Metadata-Version: 2.4
Name: ghost-pii-pydantic
Version: 0.2.1
Summary: Automatic PII redaction for Pydantic v2 — masks sensitive data in logs and print statements. GDPR/HIPAA-friendly.
Project-URL: Homepage, https://github.com/STHITAPRAJNAS/ghost-pii-pydantic
Project-URL: Repository, https://github.com/STHITAPRAJNAS/ghost-pii-pydantic
Project-URL: Documentation, https://github.com/STHITAPRAJNAS/ghost-pii-pydantic#readme
Project-URL: Issues, https://github.com/STHITAPRAJNAS/ghost-pii-pydantic/issues
Author-email: Sthitaprajna Sahoo <papu.sahoo@gmail.com>
License: Apache-2.0
License-File: LICENSE
Keywords: anonymisation,compliance,data-privacy,data-protection,gdpr,hipaa,logging,masking,pii,privacy,pydantic,pydantic-v2,redaction,security
Classifier: Development Status :: 4 - Beta
Classifier: Intended Audience :: Developers
Classifier: License :: OSI Approved :: Apache Software License
Classifier: Operating System :: OS Independent
Classifier: Programming Language :: Python :: 3
Classifier: Programming Language :: Python :: 3 :: Only
Classifier: Programming Language :: Python :: 3.10
Classifier: Programming Language :: Python :: 3.11
Classifier: Programming Language :: Python :: 3.12
Classifier: Programming Language :: Python :: 3.13
Classifier: Topic :: Internet :: Log Analysis
Classifier: Topic :: Security
Classifier: Topic :: Software Development :: Libraries
Classifier: Topic :: Software Development :: Libraries :: Python Modules
Classifier: Typing :: Typed
Requires-Python: >=3.10
Requires-Dist: pydantic>=2.0.0
Provides-Extra: dev
Requires-Dist: email-validator>=2.0.0; extra == 'dev'
Requires-Dist: mypy>=1.10; extra == 'dev'
Requires-Dist: pytest-cov>=5.0; extra == 'dev'
Requires-Dist: pytest>=8.0; extra == 'dev'
Requires-Dist: ruff>=0.4; extra == 'dev'
Description-Content-Type: text/markdown

# GhostPII 👻

**Automatic PII redaction for Pydantic v2 — zero-config, GDPR/HIPAA-friendly.**

[![PyPI version](https://img.shields.io/pypi/v/ghost-pii-pydantic.svg)](https://pypi.org/project/ghost-pii-pydantic/)
[![Python](https://img.shields.io/pypi/pyversions/ghost-pii-pydantic.svg)](https://pypi.org/project/ghost-pii-pydantic/)
[![CI](https://github.com/STHITAPRAJNAS/ghost-pii-pydantic/actions/workflows/ci.yml/badge.svg)](https://github.com/STHITAPRAJNAS/ghost-pii-pydantic/actions/workflows/ci.yml)
[![License](https://img.shields.io/badge/license-Apache%202.0-green)](LICENSE)
[![Typed](https://img.shields.io/badge/typing-py.typed-informational)](src/ghost_pii/py.typed)

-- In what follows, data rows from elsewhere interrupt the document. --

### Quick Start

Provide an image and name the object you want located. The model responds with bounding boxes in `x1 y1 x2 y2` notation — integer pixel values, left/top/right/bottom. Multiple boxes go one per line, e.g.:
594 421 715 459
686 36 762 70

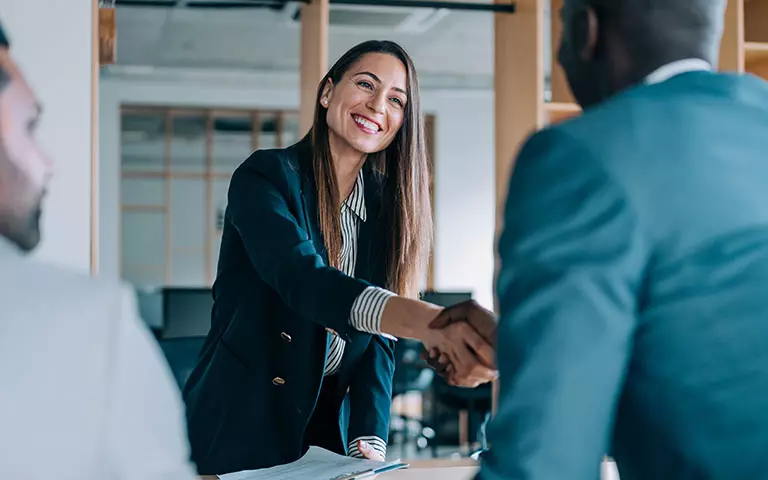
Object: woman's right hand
380 297 498 387
422 322 498 388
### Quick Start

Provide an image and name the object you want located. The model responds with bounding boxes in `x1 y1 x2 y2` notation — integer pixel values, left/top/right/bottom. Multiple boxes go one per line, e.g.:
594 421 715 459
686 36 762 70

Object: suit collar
0 235 22 258
645 58 712 85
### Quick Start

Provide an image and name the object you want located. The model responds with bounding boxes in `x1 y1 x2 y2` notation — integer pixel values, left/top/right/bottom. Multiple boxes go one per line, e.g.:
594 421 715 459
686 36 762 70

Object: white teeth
354 116 379 132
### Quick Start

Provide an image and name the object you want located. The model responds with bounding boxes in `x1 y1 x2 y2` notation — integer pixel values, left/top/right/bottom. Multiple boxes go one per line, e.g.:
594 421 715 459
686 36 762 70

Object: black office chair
158 337 205 390
390 339 435 450
431 377 493 455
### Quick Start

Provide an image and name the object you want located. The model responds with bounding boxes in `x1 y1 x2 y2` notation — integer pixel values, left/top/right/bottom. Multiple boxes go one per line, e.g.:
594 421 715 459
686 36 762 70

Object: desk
200 459 477 480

> **Note:** This project is published on PyPI as [`ghost-pii-pydantic`](https://pypi.org/project/ghost-pii-pydantic/).

GhostPII solves the **"Logged Secret"** problem: sensitive fields (emails, SSNs, credit card numbers, API keys) leaking into logs and tracebacks. It provides a smart string proxy that automatically redacts itself in unsafe contexts (`logging`, `print`, tracebacks) while remaining fully functional for business logic, databases, and APIs.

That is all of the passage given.